We have demonstrated color stable white organic light-emitting diodes (WOLEDs) with bipolar mixed spacer based on ultrathin non-doped phosphorescent emitting layers (EMLs). The introduced bipolar mixing spacer which contributes to the uniform distribution of recombined excitons plays an important role in stabilizing the spectrum. Through different emitters orders: blue/green/orange (named B-G-O) and orange/green/blue (named O-G-B), the thickness ratio of the EML at the anode and cathode side is proved to be the core factor on spectral stability. The spectral stability is attributed to two key mechanisms: sequential energy transfer offsets the change of emission intensity caused by exciton recombination zone (RZ) drift under different voltages, and direct carrier trapping effect compensates the emission intensity at low voltage.
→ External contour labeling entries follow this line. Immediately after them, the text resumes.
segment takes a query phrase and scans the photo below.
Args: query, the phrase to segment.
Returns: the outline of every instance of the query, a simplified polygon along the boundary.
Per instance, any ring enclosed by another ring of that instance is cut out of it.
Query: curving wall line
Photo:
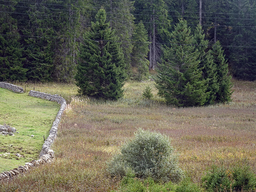
[[[20,92],[20,90],[23,90],[22,87],[18,87],[19,88],[17,89],[16,87],[18,86],[9,83],[3,83],[0,82],[0,87],[7,88],[15,92]],[[22,88],[22,90],[20,88]],[[51,162],[53,160],[52,159],[54,158],[54,152],[51,149],[50,146],[57,136],[58,127],[60,122],[62,114],[66,106],[66,100],[57,94],[51,95],[35,91],[30,91],[28,95],[56,102],[60,104],[60,108],[58,112],[55,120],[53,122],[52,128],[50,131],[49,136],[43,145],[42,150],[39,155],[39,159],[34,160],[30,162],[26,163],[24,166],[19,166],[18,167],[14,168],[9,171],[5,171],[3,173],[0,173],[0,181],[8,180],[11,179],[19,174],[25,173],[34,166],[45,163]]]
The resulting three-color WOLED shows an insignificant chromatic coordinate change of (0.001, 0.001) when the luminance increases from 1000 cd/m² to 10000 cd/m². This discovery provides a significant method for achieving high-performance WOLED with superior color stability.

我们已经证明了具有基于超薄非掺杂磷光发射层（EML）的双极混合间隔物的颜色稳定的白色有机发光二极管（WOLED）。引入的有助于混合激子均匀分布的双极混合隔离剂在稳定光谱中起着重要作用。通过不同的发射器顺序：蓝色/绿色/橙色（称为BGO）和橙色/绿色/蓝色（称为OGB），在阳极和阴极侧的EML的厚度比被证明是光谱稳定性的核心因素。光谱稳定性归因于两个关键机制：连续的能量转移抵消了由激子复合区（RZ）引起的发射强度的变化。）在不同电压下漂移，直接载流子捕获效应补偿了低压下的发射强度。当亮度从1000 cd / m ²增加到10000 cd / m ²时，所得的三色WOLED的色坐标变化很小，为（0.001，0.001）。该发现为实现具有卓越色彩稳定性的高性能WOLED提供了重要的方法。